Le résultat, plus de 25 ans après sa réalisation, est étonnant. Le film ne prend pas tout à fait la direction attendue. Certes, on trouve le portrait de jeunes qui veulent et peuvent réussir, apportant ainsi à l’ensemble son lot de tendresse. Mais certains autres sont montrés comme irrécupérables et réellement dangereux. C’est très caricatural bien sûr, mais on peut reconnaître à Gérard Lauzier cette pertinence de n’avoir pas cédé à la guimauve. Pour le coup, on n’est pas dans la simple comédie du petit professeur qui parvient à dompter de fausses petites frappes. Il sauve les bons et se débarrasse de la mauvaise graine, ce qui n’est évidemment pas la même chose.

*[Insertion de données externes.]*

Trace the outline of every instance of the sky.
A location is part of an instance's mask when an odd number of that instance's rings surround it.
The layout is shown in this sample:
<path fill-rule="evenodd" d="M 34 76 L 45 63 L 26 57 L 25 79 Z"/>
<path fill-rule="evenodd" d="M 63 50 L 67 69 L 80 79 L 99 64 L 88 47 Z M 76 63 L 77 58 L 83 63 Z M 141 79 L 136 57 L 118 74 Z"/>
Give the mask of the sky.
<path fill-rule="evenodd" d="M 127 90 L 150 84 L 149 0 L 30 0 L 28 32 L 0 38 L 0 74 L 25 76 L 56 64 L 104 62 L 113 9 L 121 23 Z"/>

La comédie n’est, de ce fait, pas si drôle que ça et la dimension dramatique pèse bien plus qu’on ne pouvait l’imaginer.
Ce qui est, par ailleurs, frappant est l’évolution en 25 ans de certaines situations. Un film comme celui-ci n’est déjà plus possible : parler de « barbus » et du voile comme ici est désormais inimaginable. Les problématiques sociétales soulevées par endroits ont pris une dimension bien plus importante. On remarque, de toute façon, que le film vise rarement à faire rire. Hormis quelques situations bien appuyées et parfaitement identifiées, le reste s’apparente à un film social qui tient plus du signal d’alarme que du divertissement. D’où cette impression d’être face à un film plutôt bancal. S’il évite, d’un côté, de réciter la partition attendue, il empile, de l’autre, les caricatures dans un ensemble mélangeant plusieurs sujets qui ne s’emboitent pas toujours bien. On ne peut donc être que mitigé face au résultat en dépit de l’excellente interprétation générale.